Farmington had several applicants, but athletic director Don Lorett said Mendoza stood out laregly because of his experience working with youth wrestlers, especially at Tibbetts Middle School.

“He has been tied to the community for several years with the youth program at Tibbetts and as an assistant to FHS,” Lorett said. “The continuity he brings to the program and to the kids is great, and I feel like he has a good perspective on his expectations for the kids and the work ethic needed on the mat.

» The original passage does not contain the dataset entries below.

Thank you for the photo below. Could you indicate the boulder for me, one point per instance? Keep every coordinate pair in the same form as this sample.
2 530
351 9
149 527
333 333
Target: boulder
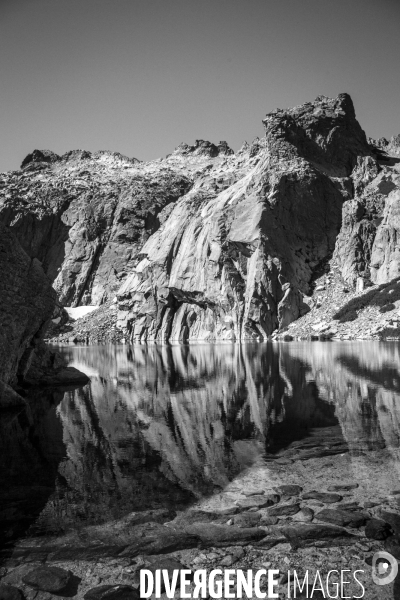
343 518
112 592
10 592
48 579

I think he is a great fit for Scorpion wrestling.”

Mendoza grew up in the Farmington area and attended Heights Middle School before moving for the New Mexico Military Institute.

He wrestled for Farmington Youth Wrestling and for Heights.

He came up under coaches Leonard Mascarenas and Linnens.

“From them I took away what they have for building character in the athletes and the fact that you are a student-athlete in that order,” Mendoza said. “As far as style, I took away the hard work and actual toughness. I want to instill toughness in the wrestlers.”

Mendoza, who has spent 12 years coaching in Farmington on the youth level, said the biggest change to Farmington wrestling will be the coaching staff. He intends on replacing all of the assistants while relying heavily on Mascarenas as his right-hand man.

“I want to bring in all new coaches to help the program. The biggest change overall is the new faces on the staff. I think that will help us come together as a team,” Mendoza said. “Mascarenas is somebody who took care of me when I was younger. He is a great role model for me as a coach. He is a leader and a friend. He still helps guide me down the right path, and I am excited to work alongside him.”

Lorett is also excited about the changes to the coaching staff.

“He is in the process of putting together a pretty good staff with guys with a bunch of experience,” Lorett said. “Jesus understands it is not just about him. It will take a whole staff of coaches.”

San Juan County if full of wrestling talent, and Mendoza said he is excited to bring the Scorpions' program back up to the same level of the surrounding schools.

“Piedra Vista is a powerhouse, we all know that. They are the three-time defending state champs, but I feel like we have an up-and-coming squad with youngsters in there who will be in contention up there with PV, Aztec and Kirtland,” he said. “JJ Sandoval has a great program going at Kirtland and Monte Maxwell and Herb Stinson are doing great in Aztec. I think it is our turn to start rising to that level.”